My steps for Challenge #459's solution:
- Load in the files into the program.
- Join the files together on the theme id from the set table to id from the theme table.
- For the first question, sort by the number of parts descending.
- Take the top 1 result from the table and output the results.
- For the second question, aggregate on the theme to count the distinct number of sets (from the set number).
- Sort on the distinct count of sets descending.
- Take the top 1 result from the table and output the results.
- And for the final question, aggregate on the year to count the distinct number of sets (from the set number), sum the number of parts and average the number of parts.
- Sort on the year ascending and output the results.
And now that we have our steps, we can implement them into both Tableau Prep and Alteryx.

As this challenge was designed for Alteryx, it was decently nice to implement based on the plan that was made. Since there is a specific Alteryx packaged workbook to use, the data was already available in the workbook without any additional work needed on my end. This was the same with the solution, having the answer also available in the workbook to compare to.

In Tableau Prep, the steps were similarly easy to implement, especially after I had done it in Alteryx. It gave me a foundation for how to actually create the steps within the tools, but having its own differences.
For the differences that I noticed between the two applications, the most clear was how much easier it was to sort by a field in a table in Alteryx. Since we needed to take the top one for two of the outputs, Tableau Prep had me creating a ranking on the field I wanted to sort by, then filter to only keep where the rank was equal to one. This was especially clear with the third output as I needed to retain the order. I couldn't remove the field that I needed to have for the ranking to order by, instead needing to hide it.

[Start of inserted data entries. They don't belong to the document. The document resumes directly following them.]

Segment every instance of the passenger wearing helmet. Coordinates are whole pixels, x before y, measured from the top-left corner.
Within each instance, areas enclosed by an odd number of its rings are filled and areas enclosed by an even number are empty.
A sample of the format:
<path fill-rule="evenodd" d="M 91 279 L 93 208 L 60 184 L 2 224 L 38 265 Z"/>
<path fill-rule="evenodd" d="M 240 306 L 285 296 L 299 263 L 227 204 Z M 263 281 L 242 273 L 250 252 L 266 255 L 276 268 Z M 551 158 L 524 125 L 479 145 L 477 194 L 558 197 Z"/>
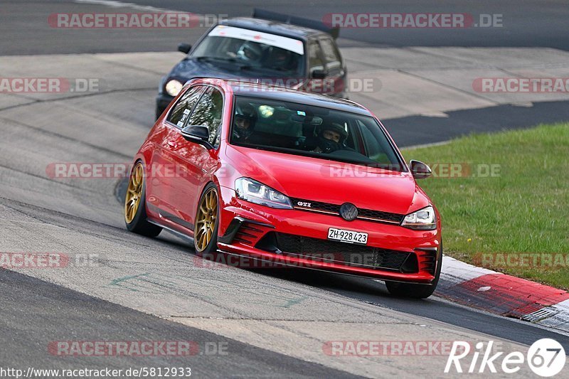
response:
<path fill-rule="evenodd" d="M 258 62 L 262 55 L 262 49 L 256 42 L 245 41 L 237 51 L 237 56 L 248 63 Z"/>
<path fill-rule="evenodd" d="M 274 70 L 289 71 L 293 67 L 292 55 L 290 51 L 273 46 L 267 60 L 266 65 Z"/>
<path fill-rule="evenodd" d="M 307 140 L 305 149 L 315 153 L 331 153 L 351 149 L 344 144 L 348 132 L 336 120 L 328 120 L 319 127 L 318 136 Z"/>
<path fill-rule="evenodd" d="M 247 142 L 255 129 L 257 112 L 250 105 L 246 104 L 238 108 L 233 117 L 233 140 L 237 142 Z"/>

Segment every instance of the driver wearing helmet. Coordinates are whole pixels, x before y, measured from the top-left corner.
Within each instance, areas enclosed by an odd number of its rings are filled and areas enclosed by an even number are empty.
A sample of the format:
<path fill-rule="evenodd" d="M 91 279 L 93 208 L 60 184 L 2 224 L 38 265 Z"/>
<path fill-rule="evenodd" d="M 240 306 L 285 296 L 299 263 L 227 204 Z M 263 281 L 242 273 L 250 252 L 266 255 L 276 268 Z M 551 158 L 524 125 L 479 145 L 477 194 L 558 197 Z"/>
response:
<path fill-rule="evenodd" d="M 233 141 L 250 142 L 256 121 L 257 112 L 250 105 L 245 104 L 238 108 L 233 117 Z"/>
<path fill-rule="evenodd" d="M 262 55 L 262 49 L 258 43 L 245 41 L 237 51 L 237 56 L 245 62 L 258 62 Z"/>
<path fill-rule="evenodd" d="M 307 141 L 306 149 L 315 153 L 331 153 L 336 150 L 349 150 L 344 144 L 348 132 L 337 120 L 329 120 L 321 125 L 318 136 Z"/>
<path fill-rule="evenodd" d="M 274 70 L 289 71 L 292 70 L 292 54 L 287 50 L 273 46 L 269 54 L 266 65 Z"/>

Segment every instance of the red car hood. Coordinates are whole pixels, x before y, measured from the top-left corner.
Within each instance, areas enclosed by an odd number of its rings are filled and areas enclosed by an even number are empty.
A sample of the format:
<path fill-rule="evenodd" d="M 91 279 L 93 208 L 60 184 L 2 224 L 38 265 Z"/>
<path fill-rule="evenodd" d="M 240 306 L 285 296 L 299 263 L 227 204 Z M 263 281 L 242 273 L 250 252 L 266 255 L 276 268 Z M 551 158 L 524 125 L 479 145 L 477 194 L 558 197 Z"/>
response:
<path fill-rule="evenodd" d="M 408 214 L 430 201 L 408 172 L 228 146 L 237 176 L 258 181 L 291 198 Z"/>

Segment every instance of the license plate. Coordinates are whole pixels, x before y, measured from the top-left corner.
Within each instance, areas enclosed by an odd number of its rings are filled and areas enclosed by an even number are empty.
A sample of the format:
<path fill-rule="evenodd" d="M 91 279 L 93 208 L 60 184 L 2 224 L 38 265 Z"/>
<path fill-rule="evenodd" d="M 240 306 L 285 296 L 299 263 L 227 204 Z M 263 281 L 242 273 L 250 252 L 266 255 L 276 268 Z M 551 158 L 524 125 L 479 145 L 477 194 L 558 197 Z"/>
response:
<path fill-rule="evenodd" d="M 366 245 L 368 243 L 368 233 L 330 228 L 328 229 L 328 239 L 343 242 Z"/>

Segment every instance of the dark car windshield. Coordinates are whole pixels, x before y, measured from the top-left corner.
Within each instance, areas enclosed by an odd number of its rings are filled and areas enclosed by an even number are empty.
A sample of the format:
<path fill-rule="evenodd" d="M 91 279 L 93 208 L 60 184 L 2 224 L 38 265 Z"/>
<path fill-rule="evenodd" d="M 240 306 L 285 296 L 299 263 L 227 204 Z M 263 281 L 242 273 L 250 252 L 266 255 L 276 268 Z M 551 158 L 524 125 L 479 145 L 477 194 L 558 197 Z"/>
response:
<path fill-rule="evenodd" d="M 294 102 L 235 96 L 230 143 L 403 171 L 373 117 Z"/>
<path fill-rule="evenodd" d="M 265 72 L 265 76 L 297 78 L 303 76 L 304 54 L 299 40 L 219 25 L 196 47 L 191 57 L 230 62 Z"/>

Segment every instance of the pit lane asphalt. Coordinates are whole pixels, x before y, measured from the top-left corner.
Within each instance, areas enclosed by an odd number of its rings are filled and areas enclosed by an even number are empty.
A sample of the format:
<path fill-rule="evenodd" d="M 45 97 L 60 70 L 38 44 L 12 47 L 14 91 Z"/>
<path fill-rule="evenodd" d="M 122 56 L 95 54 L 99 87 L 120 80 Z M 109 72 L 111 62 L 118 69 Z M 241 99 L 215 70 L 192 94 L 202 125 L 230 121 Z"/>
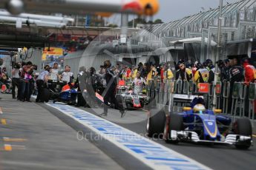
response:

Within Alteryx, there was specific steps for what I needed to do: sorting by a field and taking a top N rows, which had nice tools to do exactly what I needed. In addition, I could use a field multiple times for a single aggregation step, while in Tableau Prep, I needed to create a duplicate field to make each aggregation. However, Alteryx was less convenient when it came to changing data types, renaming, removing, and reordering fields as Tableau Prep has that as an option to be done in each step while Alteryx needs a separate step for that action.
Overall, both tools have their own benefits. Alteryx is specifically designed for data preparation and is able to handle more specific circumstances. On the other hand, Tableau Prep can have a more intuitive usage when dealing with fields overall and has the ability to preview the current state of the data in Tableau.